A Comprehensive Failure

This quote from Gab effectively summarized my opinion on the second Elizabethan era:

“The worst Queen of England in history. The day she took the throne England was 99.7% White English. She leaves this world with White English a minority of the population in London.”

Queen Elizabeth II cannot be blamed for the winding-up of the British Empire, as that was already inevitable and well underway at the time she succeeded to the throne. But she can, and she should, be held responsible for her embrace of the Commonwealth, which proved to be the locus of the invasion of Great Britain by its former subjects.

In addition to her failure to protect her nation from invasion and loss of sovereignty, she also presided over the feminization and homosexualization of the Anglican Church, of which she was the head.

Of her three primary responsibilities, she completely failed two of them. She left both her nation and her Church worse off than she found them, and in dire straits. But she did succeed in a queen’s most important task; she secured the succession and has secured it for at least two more generations to come.
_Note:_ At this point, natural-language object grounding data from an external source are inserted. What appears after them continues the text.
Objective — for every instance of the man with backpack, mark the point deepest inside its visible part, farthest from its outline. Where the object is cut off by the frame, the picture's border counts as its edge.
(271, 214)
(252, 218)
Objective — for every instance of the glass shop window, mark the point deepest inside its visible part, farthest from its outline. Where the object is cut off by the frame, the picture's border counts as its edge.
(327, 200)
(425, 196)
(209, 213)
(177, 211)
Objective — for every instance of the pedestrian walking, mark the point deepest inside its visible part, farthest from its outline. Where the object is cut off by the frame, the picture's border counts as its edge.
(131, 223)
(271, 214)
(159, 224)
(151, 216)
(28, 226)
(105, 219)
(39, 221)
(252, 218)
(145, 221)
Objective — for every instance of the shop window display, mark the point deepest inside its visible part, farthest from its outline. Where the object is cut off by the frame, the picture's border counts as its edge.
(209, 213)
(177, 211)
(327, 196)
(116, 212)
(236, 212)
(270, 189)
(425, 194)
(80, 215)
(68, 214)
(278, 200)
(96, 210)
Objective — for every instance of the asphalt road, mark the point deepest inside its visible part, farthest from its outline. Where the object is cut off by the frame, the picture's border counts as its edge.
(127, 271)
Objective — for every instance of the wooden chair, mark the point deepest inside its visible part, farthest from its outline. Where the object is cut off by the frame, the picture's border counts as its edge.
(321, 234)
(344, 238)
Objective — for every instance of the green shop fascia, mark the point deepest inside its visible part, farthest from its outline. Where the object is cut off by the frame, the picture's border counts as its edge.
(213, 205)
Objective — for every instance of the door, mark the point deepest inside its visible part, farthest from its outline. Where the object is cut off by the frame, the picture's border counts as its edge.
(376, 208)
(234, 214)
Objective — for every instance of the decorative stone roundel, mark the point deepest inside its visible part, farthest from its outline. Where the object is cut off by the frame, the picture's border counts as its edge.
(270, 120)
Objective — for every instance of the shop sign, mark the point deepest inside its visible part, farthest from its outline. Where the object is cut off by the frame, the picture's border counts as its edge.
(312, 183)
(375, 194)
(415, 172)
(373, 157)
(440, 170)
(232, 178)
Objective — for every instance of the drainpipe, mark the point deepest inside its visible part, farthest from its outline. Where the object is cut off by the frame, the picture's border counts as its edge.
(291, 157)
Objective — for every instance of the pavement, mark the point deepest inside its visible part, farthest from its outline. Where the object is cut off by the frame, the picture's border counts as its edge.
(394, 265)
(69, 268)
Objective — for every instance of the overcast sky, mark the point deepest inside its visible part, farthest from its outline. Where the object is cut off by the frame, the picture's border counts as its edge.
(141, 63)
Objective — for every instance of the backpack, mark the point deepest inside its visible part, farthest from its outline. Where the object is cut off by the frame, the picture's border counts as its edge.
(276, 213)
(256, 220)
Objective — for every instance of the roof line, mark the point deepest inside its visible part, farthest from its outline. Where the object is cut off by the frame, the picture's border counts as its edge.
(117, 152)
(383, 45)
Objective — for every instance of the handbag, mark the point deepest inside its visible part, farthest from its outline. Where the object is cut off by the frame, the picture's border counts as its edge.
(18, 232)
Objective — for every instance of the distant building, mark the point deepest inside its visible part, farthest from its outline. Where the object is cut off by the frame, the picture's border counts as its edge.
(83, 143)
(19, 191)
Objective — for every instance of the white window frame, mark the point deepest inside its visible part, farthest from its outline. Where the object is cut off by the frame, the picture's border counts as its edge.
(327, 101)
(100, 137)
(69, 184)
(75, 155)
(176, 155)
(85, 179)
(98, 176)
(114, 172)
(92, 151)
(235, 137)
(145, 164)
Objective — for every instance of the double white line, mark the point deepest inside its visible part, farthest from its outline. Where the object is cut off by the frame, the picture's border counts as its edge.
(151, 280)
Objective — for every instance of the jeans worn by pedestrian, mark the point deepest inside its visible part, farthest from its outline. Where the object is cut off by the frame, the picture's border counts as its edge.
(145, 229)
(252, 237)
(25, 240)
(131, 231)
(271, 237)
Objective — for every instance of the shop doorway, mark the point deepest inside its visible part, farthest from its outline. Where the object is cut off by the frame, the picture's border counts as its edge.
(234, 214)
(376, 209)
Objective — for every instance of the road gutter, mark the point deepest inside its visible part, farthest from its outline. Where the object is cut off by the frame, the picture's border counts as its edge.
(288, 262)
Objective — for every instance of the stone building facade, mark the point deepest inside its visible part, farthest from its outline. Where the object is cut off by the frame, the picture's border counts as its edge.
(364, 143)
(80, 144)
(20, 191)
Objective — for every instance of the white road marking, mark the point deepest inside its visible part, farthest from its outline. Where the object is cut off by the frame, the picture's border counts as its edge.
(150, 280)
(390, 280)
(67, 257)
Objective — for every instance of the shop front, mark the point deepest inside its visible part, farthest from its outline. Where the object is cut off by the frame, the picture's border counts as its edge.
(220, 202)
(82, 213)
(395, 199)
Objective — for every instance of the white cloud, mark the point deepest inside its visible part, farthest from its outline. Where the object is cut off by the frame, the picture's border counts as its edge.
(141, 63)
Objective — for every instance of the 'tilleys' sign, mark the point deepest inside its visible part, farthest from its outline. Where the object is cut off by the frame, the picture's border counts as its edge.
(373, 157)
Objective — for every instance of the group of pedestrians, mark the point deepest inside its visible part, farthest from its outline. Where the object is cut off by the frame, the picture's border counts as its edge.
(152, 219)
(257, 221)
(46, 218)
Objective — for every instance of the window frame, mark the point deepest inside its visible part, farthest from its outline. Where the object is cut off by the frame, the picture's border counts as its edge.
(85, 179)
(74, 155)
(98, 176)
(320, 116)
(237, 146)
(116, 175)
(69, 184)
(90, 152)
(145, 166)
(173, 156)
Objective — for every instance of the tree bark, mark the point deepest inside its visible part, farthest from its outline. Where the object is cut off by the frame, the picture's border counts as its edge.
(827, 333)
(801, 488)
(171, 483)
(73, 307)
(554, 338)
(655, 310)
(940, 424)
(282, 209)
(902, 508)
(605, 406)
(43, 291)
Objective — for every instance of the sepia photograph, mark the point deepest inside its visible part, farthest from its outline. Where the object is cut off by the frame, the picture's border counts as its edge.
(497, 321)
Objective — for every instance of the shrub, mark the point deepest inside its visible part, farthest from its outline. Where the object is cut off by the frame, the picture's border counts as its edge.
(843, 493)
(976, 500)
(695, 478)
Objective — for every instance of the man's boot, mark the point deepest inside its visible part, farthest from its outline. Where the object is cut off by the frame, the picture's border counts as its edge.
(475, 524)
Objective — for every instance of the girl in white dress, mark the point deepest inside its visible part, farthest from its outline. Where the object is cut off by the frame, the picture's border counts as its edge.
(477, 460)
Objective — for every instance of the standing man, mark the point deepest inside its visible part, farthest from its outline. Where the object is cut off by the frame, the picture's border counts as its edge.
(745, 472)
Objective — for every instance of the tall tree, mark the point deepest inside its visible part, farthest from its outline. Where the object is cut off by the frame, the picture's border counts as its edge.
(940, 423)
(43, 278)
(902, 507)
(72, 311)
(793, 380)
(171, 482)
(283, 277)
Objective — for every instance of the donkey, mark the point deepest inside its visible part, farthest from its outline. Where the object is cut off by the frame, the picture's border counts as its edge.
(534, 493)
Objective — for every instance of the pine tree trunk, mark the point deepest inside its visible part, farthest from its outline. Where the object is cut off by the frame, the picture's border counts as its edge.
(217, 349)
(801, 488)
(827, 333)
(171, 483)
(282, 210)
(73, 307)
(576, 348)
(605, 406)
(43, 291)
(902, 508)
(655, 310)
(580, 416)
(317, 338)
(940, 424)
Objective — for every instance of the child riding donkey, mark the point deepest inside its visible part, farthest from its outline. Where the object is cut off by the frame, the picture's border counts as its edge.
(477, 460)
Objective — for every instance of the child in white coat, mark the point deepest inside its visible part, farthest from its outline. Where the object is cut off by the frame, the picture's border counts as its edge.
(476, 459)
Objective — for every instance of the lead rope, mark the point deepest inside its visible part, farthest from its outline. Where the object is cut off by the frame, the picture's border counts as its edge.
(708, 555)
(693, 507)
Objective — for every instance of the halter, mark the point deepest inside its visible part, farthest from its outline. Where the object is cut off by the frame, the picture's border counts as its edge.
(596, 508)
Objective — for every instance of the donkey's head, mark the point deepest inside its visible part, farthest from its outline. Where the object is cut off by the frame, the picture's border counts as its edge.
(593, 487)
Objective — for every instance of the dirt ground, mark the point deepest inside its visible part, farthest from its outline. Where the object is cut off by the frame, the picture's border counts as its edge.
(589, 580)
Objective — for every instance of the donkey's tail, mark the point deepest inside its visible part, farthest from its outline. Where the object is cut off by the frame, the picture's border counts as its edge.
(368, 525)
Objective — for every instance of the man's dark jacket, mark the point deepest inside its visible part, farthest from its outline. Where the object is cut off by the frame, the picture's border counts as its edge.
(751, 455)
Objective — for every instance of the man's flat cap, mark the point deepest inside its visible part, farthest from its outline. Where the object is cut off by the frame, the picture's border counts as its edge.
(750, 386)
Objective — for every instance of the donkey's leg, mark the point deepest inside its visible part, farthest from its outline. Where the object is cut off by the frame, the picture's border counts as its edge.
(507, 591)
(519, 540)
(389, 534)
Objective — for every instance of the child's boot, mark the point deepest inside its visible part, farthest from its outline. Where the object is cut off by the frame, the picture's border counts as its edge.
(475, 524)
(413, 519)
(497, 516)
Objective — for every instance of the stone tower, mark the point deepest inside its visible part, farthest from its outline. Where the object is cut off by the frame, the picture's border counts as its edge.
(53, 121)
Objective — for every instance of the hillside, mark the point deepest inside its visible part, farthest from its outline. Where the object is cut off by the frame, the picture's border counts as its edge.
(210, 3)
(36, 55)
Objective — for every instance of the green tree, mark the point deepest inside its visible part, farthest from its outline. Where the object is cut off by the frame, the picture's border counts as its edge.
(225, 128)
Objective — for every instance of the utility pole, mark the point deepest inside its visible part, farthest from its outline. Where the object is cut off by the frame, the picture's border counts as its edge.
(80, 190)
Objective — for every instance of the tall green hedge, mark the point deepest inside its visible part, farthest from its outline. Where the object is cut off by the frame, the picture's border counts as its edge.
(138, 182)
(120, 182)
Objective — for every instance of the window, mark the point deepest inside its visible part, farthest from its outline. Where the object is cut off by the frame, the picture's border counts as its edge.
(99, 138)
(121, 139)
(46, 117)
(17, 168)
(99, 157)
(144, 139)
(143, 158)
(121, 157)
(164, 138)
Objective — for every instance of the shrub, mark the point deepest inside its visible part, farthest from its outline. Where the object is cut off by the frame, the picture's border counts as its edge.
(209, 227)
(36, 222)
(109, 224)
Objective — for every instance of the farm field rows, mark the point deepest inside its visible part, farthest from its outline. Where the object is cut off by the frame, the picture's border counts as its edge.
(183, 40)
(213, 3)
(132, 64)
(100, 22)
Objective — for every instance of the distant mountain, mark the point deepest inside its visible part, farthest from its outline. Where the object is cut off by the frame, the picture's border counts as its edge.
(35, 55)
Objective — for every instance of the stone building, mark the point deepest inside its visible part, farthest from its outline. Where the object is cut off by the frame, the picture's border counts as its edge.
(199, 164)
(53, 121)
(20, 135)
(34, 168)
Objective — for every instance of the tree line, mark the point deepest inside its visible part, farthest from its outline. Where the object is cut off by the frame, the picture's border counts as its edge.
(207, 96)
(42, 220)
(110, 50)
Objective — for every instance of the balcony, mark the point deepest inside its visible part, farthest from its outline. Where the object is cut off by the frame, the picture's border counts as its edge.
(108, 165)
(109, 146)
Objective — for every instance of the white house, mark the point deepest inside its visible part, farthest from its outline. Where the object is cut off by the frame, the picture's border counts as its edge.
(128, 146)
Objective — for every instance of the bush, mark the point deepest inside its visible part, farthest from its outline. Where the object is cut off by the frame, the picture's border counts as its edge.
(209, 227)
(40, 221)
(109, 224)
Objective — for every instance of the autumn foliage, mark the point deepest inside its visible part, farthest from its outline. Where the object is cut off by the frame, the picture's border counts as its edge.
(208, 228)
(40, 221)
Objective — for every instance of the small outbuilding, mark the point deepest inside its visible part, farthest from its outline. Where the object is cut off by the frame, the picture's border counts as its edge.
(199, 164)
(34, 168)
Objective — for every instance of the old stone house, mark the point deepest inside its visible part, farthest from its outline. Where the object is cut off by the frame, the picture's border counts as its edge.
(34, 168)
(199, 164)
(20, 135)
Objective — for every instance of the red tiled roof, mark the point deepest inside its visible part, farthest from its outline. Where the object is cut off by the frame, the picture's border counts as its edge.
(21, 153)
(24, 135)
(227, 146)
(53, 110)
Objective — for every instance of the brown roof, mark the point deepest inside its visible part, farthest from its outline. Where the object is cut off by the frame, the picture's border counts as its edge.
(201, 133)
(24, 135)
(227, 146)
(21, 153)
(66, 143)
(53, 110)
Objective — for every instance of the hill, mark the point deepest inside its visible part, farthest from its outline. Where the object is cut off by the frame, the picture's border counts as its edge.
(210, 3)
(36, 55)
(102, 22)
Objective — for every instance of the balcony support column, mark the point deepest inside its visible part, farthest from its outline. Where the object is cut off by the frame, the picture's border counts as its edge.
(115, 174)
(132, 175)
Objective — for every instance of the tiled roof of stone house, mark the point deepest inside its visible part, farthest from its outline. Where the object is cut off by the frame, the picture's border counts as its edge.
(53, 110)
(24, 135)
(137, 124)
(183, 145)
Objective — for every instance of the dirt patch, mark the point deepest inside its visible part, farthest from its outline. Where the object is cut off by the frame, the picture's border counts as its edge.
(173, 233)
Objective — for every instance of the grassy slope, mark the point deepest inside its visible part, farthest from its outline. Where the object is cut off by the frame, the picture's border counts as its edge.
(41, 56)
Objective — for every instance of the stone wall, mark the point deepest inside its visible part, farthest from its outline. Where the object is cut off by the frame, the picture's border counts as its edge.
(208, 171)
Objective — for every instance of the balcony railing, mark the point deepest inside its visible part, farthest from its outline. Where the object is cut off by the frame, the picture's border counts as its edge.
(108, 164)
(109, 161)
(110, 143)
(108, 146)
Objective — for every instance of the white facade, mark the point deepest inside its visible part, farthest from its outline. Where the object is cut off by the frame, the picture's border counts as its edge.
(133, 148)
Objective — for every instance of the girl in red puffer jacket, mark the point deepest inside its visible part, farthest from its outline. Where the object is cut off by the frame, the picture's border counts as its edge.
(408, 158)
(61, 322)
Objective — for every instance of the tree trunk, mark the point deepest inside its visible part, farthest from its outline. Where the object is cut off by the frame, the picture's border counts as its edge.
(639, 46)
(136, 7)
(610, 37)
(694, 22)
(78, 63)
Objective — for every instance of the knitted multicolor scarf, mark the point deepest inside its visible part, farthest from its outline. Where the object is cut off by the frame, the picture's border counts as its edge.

Therefore, she cannot be described as a complete failure, merely a comprehensive one.

The decline of England on her watch wasn’t all her fault, of course. She was a constitutional monarch, not an absolute one. But it must be noted that not only did she do nothing to stop the decline, the very little that she did do made matters worse, such as when she intervened to convince a reluctant Margaret Thatcher to have Britain join the anti-apartheid sanctions regime against her own Commonwealth subjects in South Africa.

As a national figurehead, she did her duty remarkably well. Her personal comportment was admirable and she carried the weight of her public role with incredible grace and dignity. Her work ethic was unparalleled. But, as the new British Prime Minister said, “she was the rock on which modern Britain was founded,” and that is damning praise indeed.